Others deliberately choose to do this because the correct way didn't give the numbers they wanted.
Was some factor overlooked?
Often a researcher makes an assumption that no other factors are at work. If that assumption is false, the results of the experiment will be wrong too.
One example is that environmentalists made an assumption that ice cannot change the composition of air trapped inside it. In reality, ice removes carbon dioxide from air through the formation of carbonic acid, and deposits it in the sea or in rock. Carbon dioxide was the very gas they were studying.
Is the direness of the predicted result of one possible outcome affecting the objectivity of the researcher?
Often, when a researcher discovers a possible outcome of the system being studied that has a frightening result (such as thousands of deaths), it often causes the scientist, often subconsciously, to "err on the side of caution." So he slants the research to indicate that the dangerous outcome is likely, so precautions can be put in place to prevent the dire outcome.

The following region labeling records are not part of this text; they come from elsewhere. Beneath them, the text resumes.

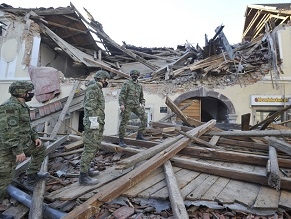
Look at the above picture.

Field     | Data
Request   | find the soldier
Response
[79,70,110,185]
[118,69,147,147]
[0,81,47,218]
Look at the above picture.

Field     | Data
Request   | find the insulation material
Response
[28,66,60,102]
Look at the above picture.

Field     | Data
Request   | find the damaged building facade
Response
[0,4,291,135]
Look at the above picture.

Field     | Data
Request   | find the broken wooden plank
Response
[63,121,216,219]
[165,96,203,127]
[267,145,281,191]
[28,156,49,219]
[64,140,84,151]
[164,161,189,219]
[116,120,216,169]
[45,167,130,201]
[176,129,218,148]
[264,137,291,155]
[171,157,291,190]
[253,186,280,210]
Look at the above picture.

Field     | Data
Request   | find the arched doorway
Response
[174,87,235,123]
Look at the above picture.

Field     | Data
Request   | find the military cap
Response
[94,70,110,80]
[129,69,140,76]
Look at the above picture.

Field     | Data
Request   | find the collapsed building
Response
[0,4,291,218]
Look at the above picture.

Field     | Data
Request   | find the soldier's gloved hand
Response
[89,116,99,129]
[34,138,42,147]
[16,153,26,162]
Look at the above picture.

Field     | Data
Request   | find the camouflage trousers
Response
[0,144,45,202]
[80,123,104,173]
[119,106,147,138]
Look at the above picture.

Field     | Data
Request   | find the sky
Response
[0,0,291,49]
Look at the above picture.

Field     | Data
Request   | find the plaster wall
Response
[277,26,291,80]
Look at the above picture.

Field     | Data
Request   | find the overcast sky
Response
[2,0,291,49]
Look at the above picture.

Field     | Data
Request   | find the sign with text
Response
[251,95,291,106]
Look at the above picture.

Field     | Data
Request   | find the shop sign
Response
[251,95,291,106]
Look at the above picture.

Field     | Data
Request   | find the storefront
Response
[250,95,291,124]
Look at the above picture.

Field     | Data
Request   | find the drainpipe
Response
[7,185,67,219]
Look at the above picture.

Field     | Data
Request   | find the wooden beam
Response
[267,146,281,191]
[205,130,291,137]
[15,136,68,176]
[84,57,130,78]
[166,96,203,127]
[171,158,291,190]
[164,161,189,219]
[63,120,216,219]
[265,137,291,155]
[116,120,215,169]
[50,81,80,140]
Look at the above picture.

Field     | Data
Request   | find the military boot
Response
[79,173,99,186]
[0,214,15,219]
[118,137,127,148]
[88,170,100,177]
[136,132,148,141]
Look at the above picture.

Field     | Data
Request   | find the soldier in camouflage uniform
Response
[118,69,147,147]
[79,70,110,185]
[0,81,45,218]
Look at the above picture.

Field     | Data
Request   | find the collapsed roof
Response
[1,4,290,88]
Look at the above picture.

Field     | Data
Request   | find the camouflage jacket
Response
[118,80,145,106]
[83,83,105,127]
[0,96,39,155]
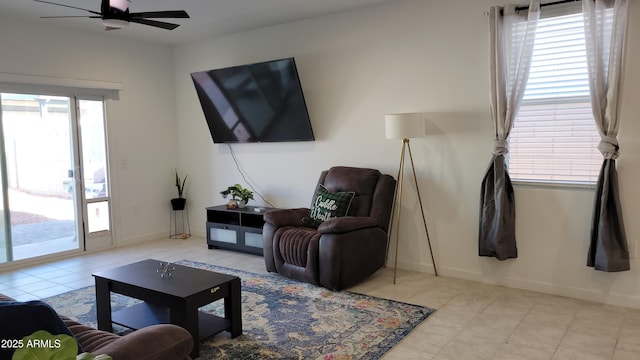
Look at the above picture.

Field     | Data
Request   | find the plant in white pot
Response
[220,184,253,209]
[171,170,189,210]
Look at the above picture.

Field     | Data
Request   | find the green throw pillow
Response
[304,184,356,228]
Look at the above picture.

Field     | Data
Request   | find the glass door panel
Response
[78,97,112,250]
[1,93,82,260]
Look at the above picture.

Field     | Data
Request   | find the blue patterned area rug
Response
[45,260,434,359]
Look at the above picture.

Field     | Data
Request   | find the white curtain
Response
[582,0,630,271]
[478,0,540,260]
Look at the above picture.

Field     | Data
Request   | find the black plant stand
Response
[169,204,191,239]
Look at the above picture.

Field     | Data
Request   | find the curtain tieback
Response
[598,135,620,160]
[493,139,509,155]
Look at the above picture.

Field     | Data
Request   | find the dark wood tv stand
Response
[206,205,273,255]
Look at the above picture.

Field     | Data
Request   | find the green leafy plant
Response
[220,184,253,204]
[176,170,189,199]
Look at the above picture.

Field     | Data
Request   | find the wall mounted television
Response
[191,58,315,143]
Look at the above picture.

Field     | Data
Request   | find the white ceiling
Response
[0,0,400,44]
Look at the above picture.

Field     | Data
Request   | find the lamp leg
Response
[389,139,409,285]
[402,139,438,276]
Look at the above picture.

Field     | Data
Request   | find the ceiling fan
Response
[33,0,189,30]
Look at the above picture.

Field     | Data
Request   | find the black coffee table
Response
[93,260,242,358]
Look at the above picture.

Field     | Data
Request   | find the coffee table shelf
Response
[111,302,231,340]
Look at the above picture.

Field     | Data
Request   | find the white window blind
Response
[508,4,602,184]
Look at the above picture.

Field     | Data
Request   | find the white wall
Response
[174,0,640,307]
[0,19,177,248]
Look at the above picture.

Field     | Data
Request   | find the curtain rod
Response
[516,0,581,11]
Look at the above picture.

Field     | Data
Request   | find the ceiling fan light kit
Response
[33,0,189,30]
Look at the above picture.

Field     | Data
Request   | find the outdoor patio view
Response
[2,93,80,260]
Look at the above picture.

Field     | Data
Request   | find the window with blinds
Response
[508,4,602,184]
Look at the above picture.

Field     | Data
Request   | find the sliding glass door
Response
[0,92,110,262]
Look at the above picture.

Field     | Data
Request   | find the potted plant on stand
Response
[220,184,253,209]
[171,170,189,210]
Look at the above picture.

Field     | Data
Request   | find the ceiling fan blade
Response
[33,0,102,15]
[128,18,180,30]
[40,15,101,19]
[129,10,189,19]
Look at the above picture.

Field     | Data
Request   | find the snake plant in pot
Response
[171,170,189,210]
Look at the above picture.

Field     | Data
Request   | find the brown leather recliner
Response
[263,166,396,290]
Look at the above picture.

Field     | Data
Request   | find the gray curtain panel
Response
[478,0,540,260]
[582,0,630,271]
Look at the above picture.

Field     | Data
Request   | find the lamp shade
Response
[384,113,425,139]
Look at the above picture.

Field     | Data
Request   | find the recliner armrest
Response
[318,216,378,234]
[264,208,309,227]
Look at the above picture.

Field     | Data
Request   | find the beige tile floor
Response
[0,237,640,360]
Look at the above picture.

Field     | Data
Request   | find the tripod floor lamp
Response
[385,113,438,284]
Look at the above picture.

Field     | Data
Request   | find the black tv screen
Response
[191,58,314,143]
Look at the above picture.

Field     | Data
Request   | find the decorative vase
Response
[171,198,187,211]
[227,199,238,209]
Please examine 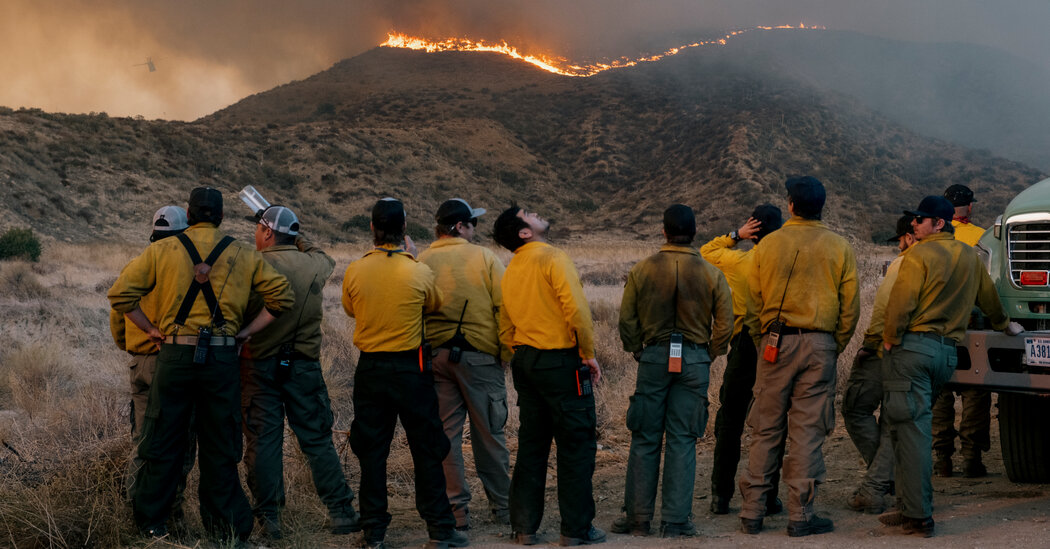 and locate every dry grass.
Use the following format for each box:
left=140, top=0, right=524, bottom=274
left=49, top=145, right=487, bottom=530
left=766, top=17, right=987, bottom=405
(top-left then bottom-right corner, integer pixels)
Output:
left=0, top=240, right=893, bottom=548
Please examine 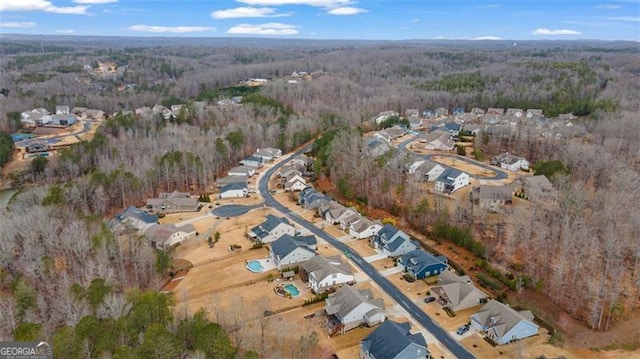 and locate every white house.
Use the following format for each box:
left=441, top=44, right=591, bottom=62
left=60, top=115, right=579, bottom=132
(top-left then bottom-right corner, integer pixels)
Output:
left=471, top=300, right=538, bottom=345
left=434, top=168, right=469, bottom=193
left=324, top=286, right=387, bottom=336
left=269, top=234, right=317, bottom=270
left=247, top=214, right=296, bottom=243
left=219, top=183, right=249, bottom=199
left=144, top=223, right=196, bottom=250
left=300, top=256, right=356, bottom=293
left=491, top=152, right=529, bottom=172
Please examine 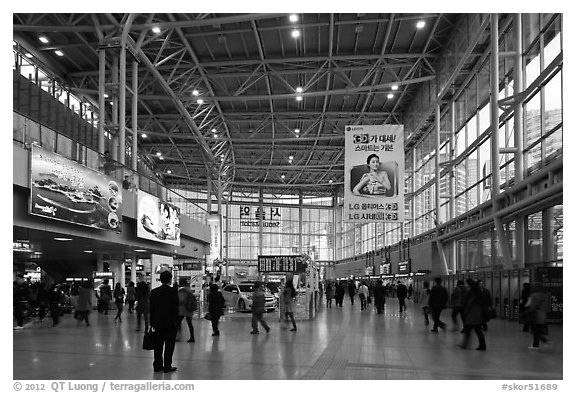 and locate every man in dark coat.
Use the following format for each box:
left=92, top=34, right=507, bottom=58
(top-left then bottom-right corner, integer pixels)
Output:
left=396, top=281, right=408, bottom=312
left=428, top=277, right=448, bottom=332
left=374, top=279, right=386, bottom=314
left=150, top=270, right=179, bottom=373
left=348, top=280, right=356, bottom=305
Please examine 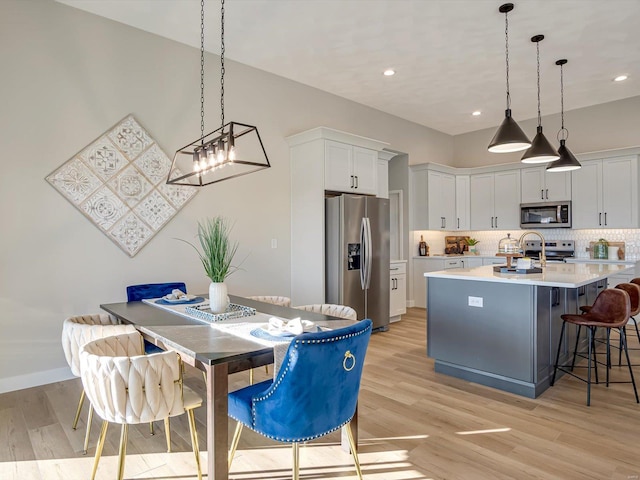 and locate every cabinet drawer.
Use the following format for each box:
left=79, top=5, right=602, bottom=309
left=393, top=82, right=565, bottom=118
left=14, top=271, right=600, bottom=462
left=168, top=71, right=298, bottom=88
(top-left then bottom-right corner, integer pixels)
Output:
left=390, top=262, right=407, bottom=275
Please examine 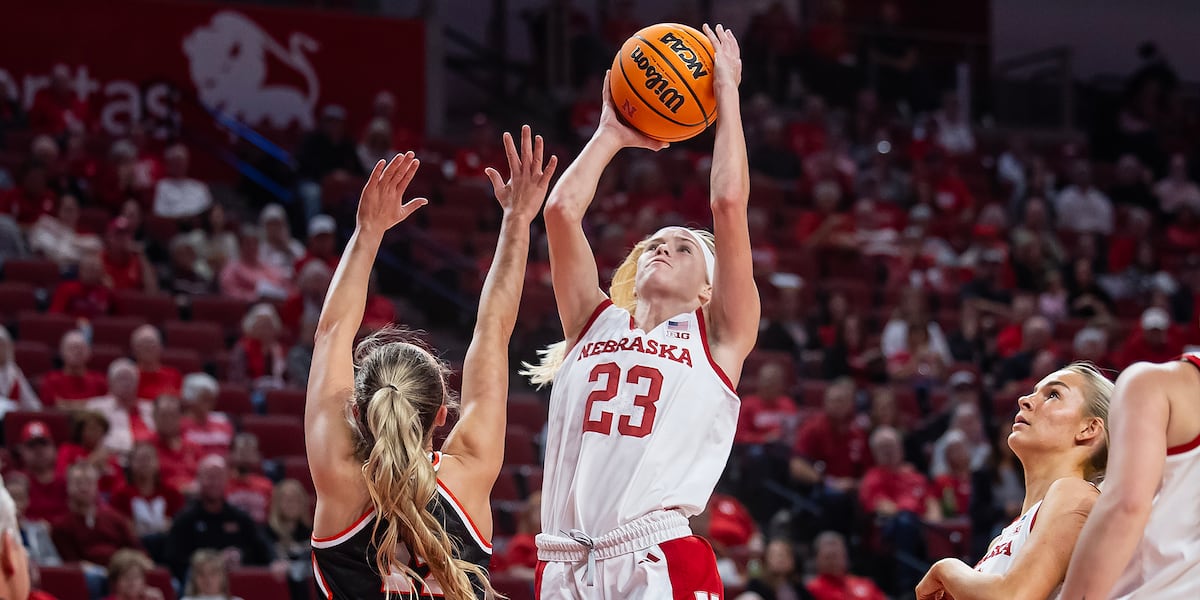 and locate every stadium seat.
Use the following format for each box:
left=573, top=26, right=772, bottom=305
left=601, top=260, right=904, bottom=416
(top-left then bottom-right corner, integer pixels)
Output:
left=266, top=388, right=306, bottom=418
left=192, top=296, right=250, bottom=334
left=91, top=316, right=146, bottom=347
left=16, top=312, right=77, bottom=348
left=12, top=340, right=54, bottom=380
left=38, top=565, right=89, bottom=599
left=163, top=320, right=226, bottom=356
left=241, top=415, right=305, bottom=460
left=146, top=566, right=179, bottom=600
left=4, top=258, right=59, bottom=290
left=0, top=281, right=37, bottom=325
left=113, top=289, right=179, bottom=325
left=229, top=566, right=290, bottom=599
left=215, top=383, right=254, bottom=418
left=4, top=410, right=71, bottom=446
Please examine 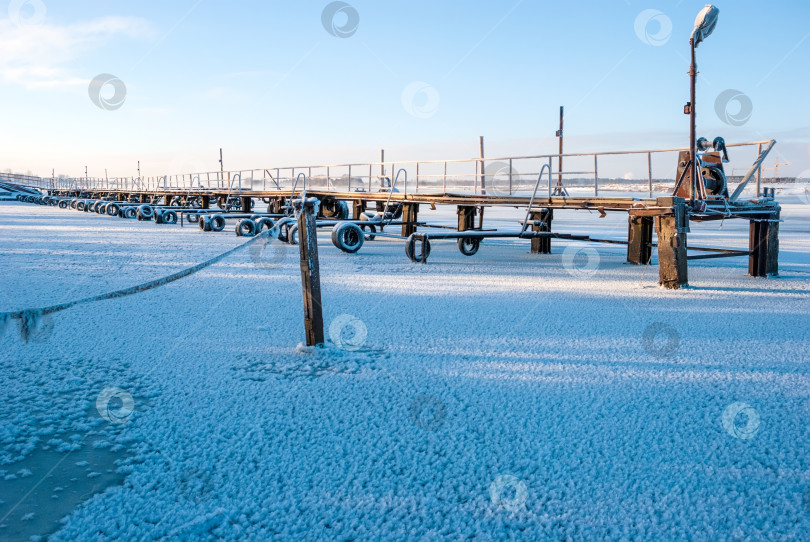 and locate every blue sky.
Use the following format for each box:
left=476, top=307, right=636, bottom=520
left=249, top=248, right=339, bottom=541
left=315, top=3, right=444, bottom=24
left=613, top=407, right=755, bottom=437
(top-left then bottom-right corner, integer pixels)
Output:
left=0, top=0, right=810, bottom=176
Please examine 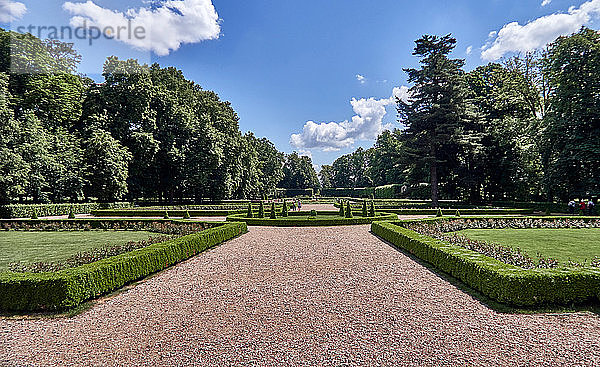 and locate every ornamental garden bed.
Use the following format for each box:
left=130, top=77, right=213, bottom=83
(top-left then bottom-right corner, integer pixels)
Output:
left=0, top=220, right=247, bottom=313
left=227, top=211, right=398, bottom=227
left=371, top=217, right=600, bottom=307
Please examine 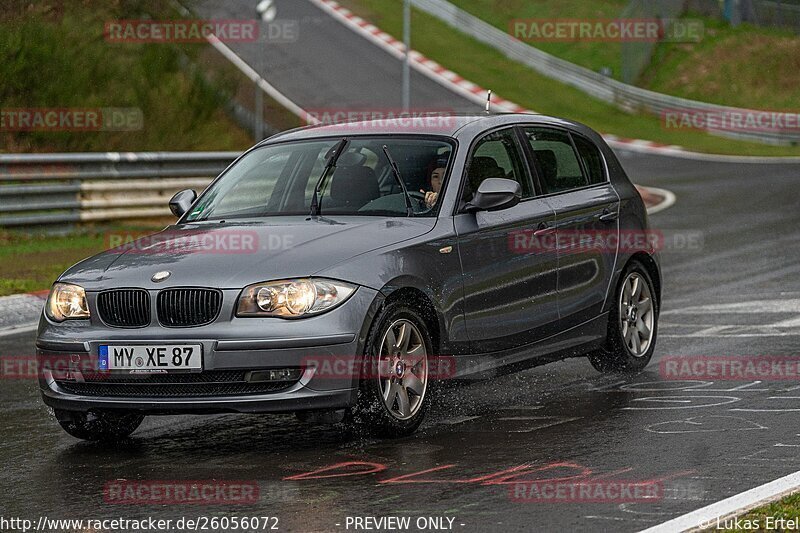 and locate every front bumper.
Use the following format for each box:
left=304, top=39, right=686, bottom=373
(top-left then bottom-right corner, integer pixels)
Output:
left=36, top=287, right=382, bottom=414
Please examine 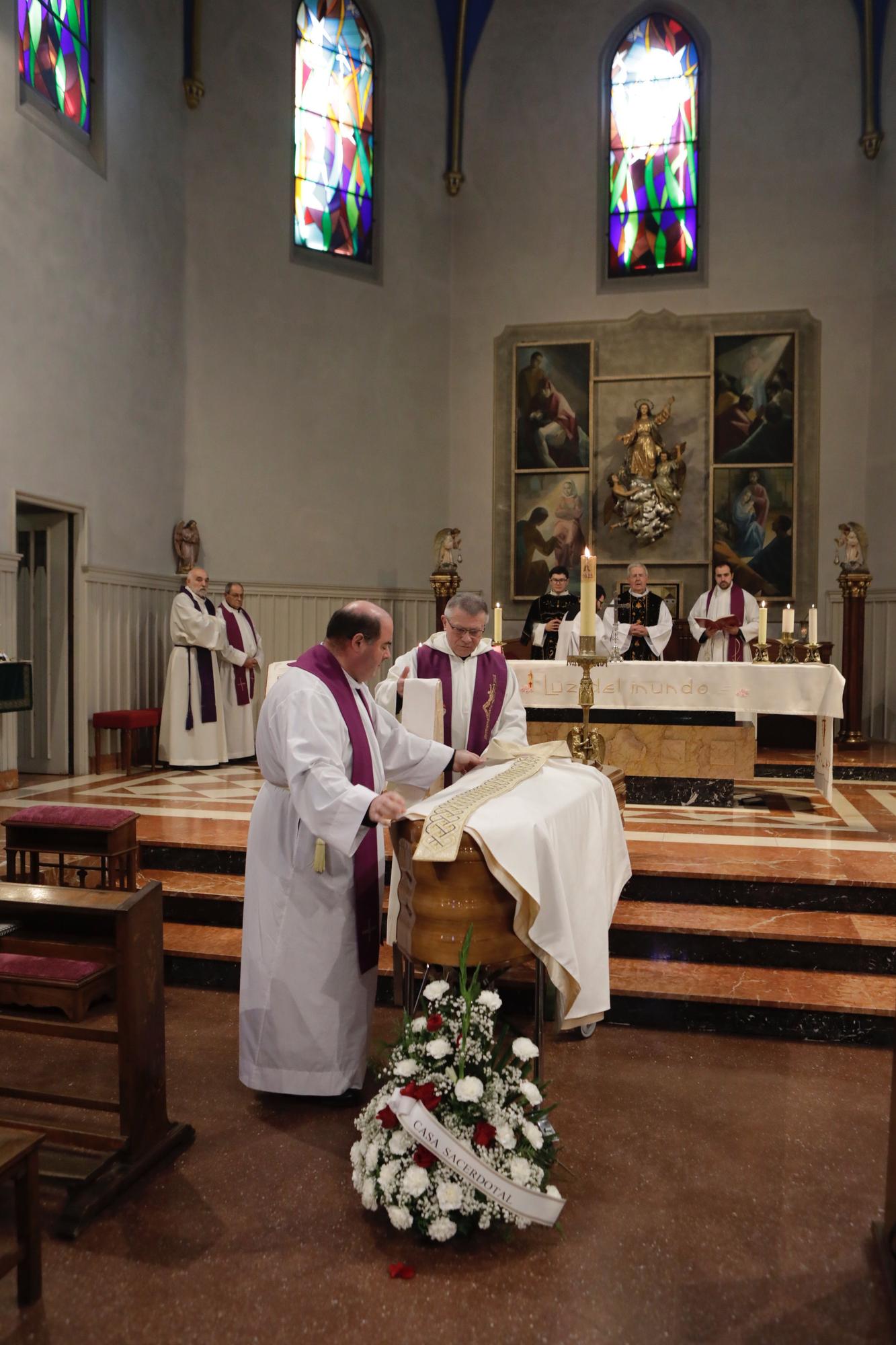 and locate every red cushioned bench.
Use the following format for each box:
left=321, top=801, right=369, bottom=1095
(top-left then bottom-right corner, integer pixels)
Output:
left=93, top=710, right=161, bottom=775
left=3, top=803, right=137, bottom=892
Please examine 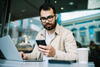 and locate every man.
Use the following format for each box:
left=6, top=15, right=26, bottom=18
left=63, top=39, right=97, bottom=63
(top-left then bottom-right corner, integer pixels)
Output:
left=21, top=3, right=77, bottom=60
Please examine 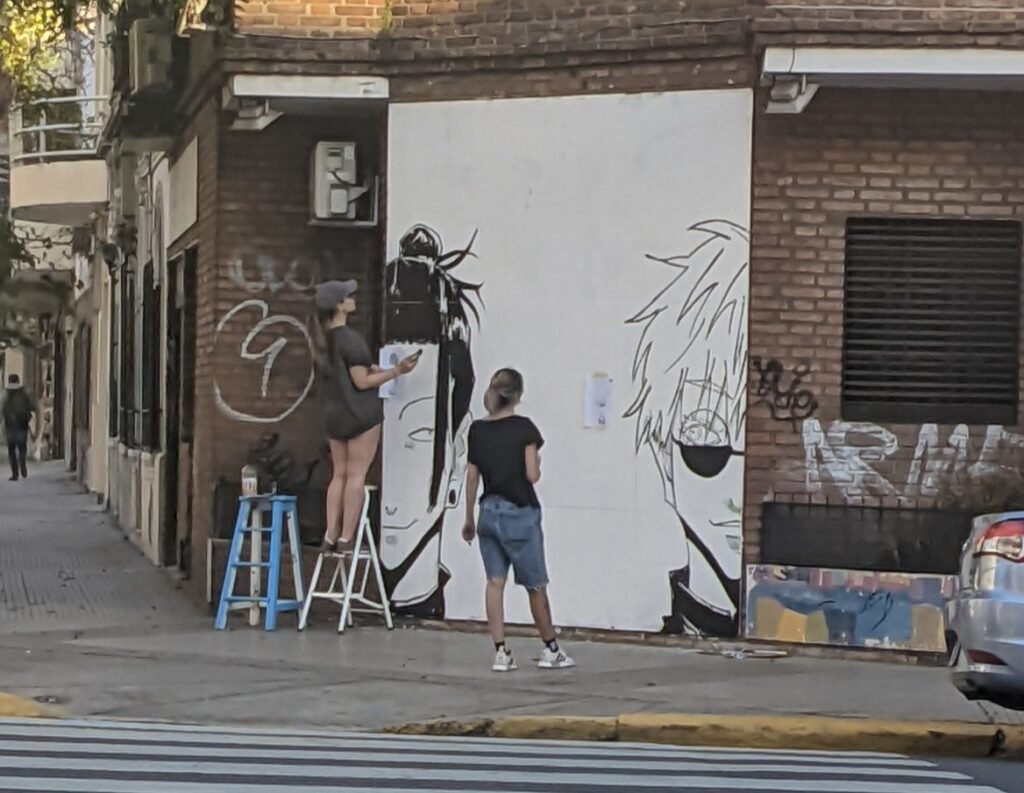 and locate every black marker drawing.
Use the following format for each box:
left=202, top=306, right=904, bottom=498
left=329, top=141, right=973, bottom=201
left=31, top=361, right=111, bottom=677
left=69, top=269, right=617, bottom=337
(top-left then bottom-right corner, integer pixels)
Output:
left=751, top=358, right=818, bottom=431
left=625, top=220, right=750, bottom=636
left=382, top=225, right=482, bottom=618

An example of this is the unwarranted fear of nuclear power, based on the almost impossible event that the nuclear reactor would explode. Thousands of "scientists" banded together, based on the fear of an outcome which is virtually impossible.
Is emotion a factor?
If emotion is being presented in any argument requesting government action to correct a perceived hazard of a scientific nature, it has NO BEARING AT ALL on whether or not the hazard actually exists. Emotion has NO place in science. Any attempt to inject emotion into a scientific argument is usually a sign that the person making the argument has a motive other than finding out the truth.
Is a political belief a factor?
If a political belief is being presented in any argument requesting government action to correct something of a scientific nature, it has NO BEARING AT ALL on whether or not the problem actually exists. Politics have NO place in science. Any attempt to inject politics into a scientific argument is usually a sign that the person making the argument has a motive other than finding out the truth.
Is a criminal motive a factor?
If a criminal motive is being presented in any argument requesting government action, it has no bearing on the science. Any action for personal gain has no place in science. Any attempt to falsify a scientific argument is usually a sign that the person making the argument has a motive other than finding out the truth.
Is a religious belief a factor?
If a religious belief is being presented in any argument requesting government action, it has no bearing on the science, and the science has no bearing on the religious belief. Neither can be used to prove or disprove the other.
Religion and science are normally not incompatible. Usually they agree in most areas. When there is a disagreement, there is usually a political reason for the dispute. Usually someone wants something that violates someone else's religion.
The usual reason science is introduced into a religious debate is to wrongly try to disprove someone else's belief. This is a wrong use of science.
The usual reason religion is introduced into a scientific debate is not to try to change the science, but to explain the religious objection to a proposed law.